Impetus – collaborative ICT based platform for late life depression

Late life depression often remains undiagnosed or gets diagnosed with significant delay. The depression is often a psychological reaction to a variety of aging phenomena. Impetus analyses the requirements for a collaborative platform for easing or preventing late life depression and specifies a model of interactions between the care actors and ICT-based services for depression.

Based on the model Impetus develops scenarios, research questions and recommendations for a subsequent project. Impetus aims at new approaches for identifying risk factors for depression in elderly people, at an early stage and supporting people with depression by personalised, age-adequate interventions.

There are significant shortcomings in the treatment and care of mental health problems in older people. Depression is the second-most frequent type of mental illness for older people. The limitations that come with old age, such as reduced mobility, increasing number of comorbidities, changing living conditions (e.g. loss of autonomy, loss of family members) are often the cause of depression for older people. This is different to suffering from depression at a younger age. A compounding factor is that late life depressions often remain undiagnosed or are diagnosed with some delay. Against that background the European Commission recommends the development and implementation of integrated models of care covering specific interventions for different disorders to support old people.
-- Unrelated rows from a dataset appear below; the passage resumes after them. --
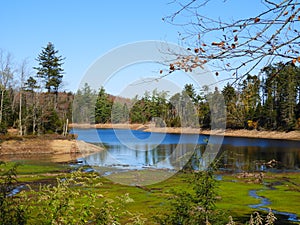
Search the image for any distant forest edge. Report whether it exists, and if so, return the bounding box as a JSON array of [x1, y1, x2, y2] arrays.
[[0, 42, 300, 135]]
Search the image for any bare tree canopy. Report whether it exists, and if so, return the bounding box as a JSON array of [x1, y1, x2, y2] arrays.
[[163, 0, 300, 81]]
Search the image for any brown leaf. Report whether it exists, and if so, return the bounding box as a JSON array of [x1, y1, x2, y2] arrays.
[[254, 17, 260, 23]]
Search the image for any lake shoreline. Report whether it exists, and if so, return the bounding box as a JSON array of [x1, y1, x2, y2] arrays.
[[69, 123, 300, 141], [0, 136, 104, 163]]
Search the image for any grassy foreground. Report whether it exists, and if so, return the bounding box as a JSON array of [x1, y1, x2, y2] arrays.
[[0, 163, 300, 224]]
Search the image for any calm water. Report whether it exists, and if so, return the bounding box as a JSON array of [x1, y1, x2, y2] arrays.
[[74, 129, 300, 172]]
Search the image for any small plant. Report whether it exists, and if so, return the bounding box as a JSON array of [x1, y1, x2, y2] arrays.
[[156, 163, 226, 225]]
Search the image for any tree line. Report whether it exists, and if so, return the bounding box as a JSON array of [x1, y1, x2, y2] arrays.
[[0, 42, 74, 135], [73, 63, 300, 131]]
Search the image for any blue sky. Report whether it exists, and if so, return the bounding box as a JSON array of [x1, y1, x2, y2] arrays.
[[0, 0, 259, 95]]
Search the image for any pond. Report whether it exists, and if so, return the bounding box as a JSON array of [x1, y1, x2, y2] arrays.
[[73, 129, 300, 172]]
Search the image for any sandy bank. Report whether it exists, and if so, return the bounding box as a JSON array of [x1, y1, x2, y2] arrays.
[[70, 124, 300, 140], [0, 138, 103, 162]]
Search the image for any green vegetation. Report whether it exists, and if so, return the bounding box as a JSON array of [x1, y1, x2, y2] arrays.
[[0, 40, 300, 135]]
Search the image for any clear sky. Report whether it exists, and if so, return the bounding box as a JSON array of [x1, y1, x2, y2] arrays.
[[0, 0, 260, 96]]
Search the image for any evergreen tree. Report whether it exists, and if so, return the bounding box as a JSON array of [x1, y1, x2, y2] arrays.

Impetus analyses the requirements for a collaborative ICT based platform for late life depression by involving old people suffering from depression, as well as their formal and informal care givers and health care professionals. Impetus aims

  • at identifying risk factors at an early stage by including supporting care givers
  • at specifying a low-threshold and modular services that suit the patient
  • at strengthening the individual resources and self-management skills of older people through ICT-based interventions for supporting therapy on a personalised level, thus improving their resilience to depression.

The research method of Impetus comprises of four steps starting with a literature review about relevant criteria regarding late life depression and the care process. Typically, women are twice as likely to suffer from depression than men. Hence, Impetus will put an explicit focus on gender aspects. The results will be augmented by user surveys with a focus on the Austrian conditions. Based on these findings, technological requirements for a collaborative platform will be analysed. These will include factors such as available patient data in relevant eHealth applications for identifying risk factors, web-based intervention applications and ICT-based self-management concepts. The result will be an interaction model depicting the relations between the users of the platform and ICT-based services of the platform. This will be the basis for developing scenarios in the next step describing different phases in the care process supported by ICT services. In line with the purpose of an exploratory project (“Sondierung”) we will formulate research questions and recommendations that can serve as the baseline for a subsequent, larger scale project, aimed at implementing a first full version the envisaged type of platform.